Nothing that Oxbridge can do, other than ripping up their entrance procedures and allowing a statistical formula to decide who attends their institution, seems to be able to placate those hell-bent on destroying our educational standards. First the entrance exam was elitist, or favourable to public schools. Then that was abolished under government pressure, and the interview system was deemed to be elitist. Now that subject specific tests are being used as a supplement to the wealth of other data that Oxford collects, accusations are being levelled that it uses "middle-class language" and therefore inimical to the ridiculous and offensive "benchmark targets" of access.

Many of my posts before have hinted at my disgust for introducing quota figures, and I will probably deal with this in greater detail at a later date. What angers me greatly about the new benchmark targets is that they are deliberately designed to create the impression that Oxford is an out of date, snobbish institution, when those of us who study here know that, certain limited circles excepted, nothing could be further than the truth. Worse still, coming from a body that is supposedly knowledgeable about education, it bases its figures on the UCAS points tariff, which includes vocational qualifications almost totally unsuitable for education at an academic institution like Oxford. Not that these qualifications are not valuable - but confusing the vocational and academic spheres only serves to cheapen them both.

It is equally disappointing that those criticising the introduction of the new test are those who are supposed to be upholding the standards and aspiring for more - in this case, the head of the Secondary Heads Assocation.
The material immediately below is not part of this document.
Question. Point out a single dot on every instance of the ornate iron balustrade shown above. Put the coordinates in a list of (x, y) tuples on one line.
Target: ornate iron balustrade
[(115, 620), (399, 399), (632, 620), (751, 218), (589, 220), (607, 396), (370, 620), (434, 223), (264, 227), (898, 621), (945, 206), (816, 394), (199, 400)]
They claim that A-Level is a perfectly useful gauge of a students ability in terms of university application - ignoring the soaring number of pupils who get A grades (rendering it increasingly unhelpful in discerning the best candidates) and informally blocking moves towards A* grades at A-Level because private schools would have an even greater disproportionate success. Furthermore, it is possible to go through an A-Level history course without ever really developing skills that are fundamental parts of the university education, and still achieve very high marks. Indeed, the new curriculum 2000 gives greater assistance to less well-prepared pupils, given the relative paucity of the curriculum actually examined. In any case, A-Levels serve a broader function than that of the university degree, often testing different skills (and certainly a lower level of logical reasoning), and to suggest that sheer statistical formulae can be applied to test the reliability of Oxford admissions is foolish and futile.

I wonder what would happen if these people had existed in a time when entry to Oxbridge really wasn't open to the working class, when situations in education were genuinely prejudiced on the elite looking down on those from a lower social station. We live in a culture of culpability, where anyone but ourselves are to blame. What the hell does "middle-class language" mean anyway? All tricky terms in the test are defined in a glossary - and if, as I suspect, they are referring to the use of conceptual historical terms, why the hell isn't our state education system teaching everyone capable of going to Oxbridge what they mean? Oxford has no interest in taking anything other than the best candidates - the tutors have to teach them themselves, and they have their worldwide reputation to defend. Forcing change in admissions procedures will not do anything to secure the world-class education we should be demanding our best students receive. If the head of the SHA really thinks these tests are biased and unfair, then he is unfit to be head of the SHA. In education we want skilled people who can instil in the children of today the ability to learn more than we can. To cry foul at any intellectually rigorous measure that can be introduced insults all of us, not least the pupils the SHA are supposed to be looking after. Raising standards, and giving people the most appropriate education, should be the only criteria in judging the education system.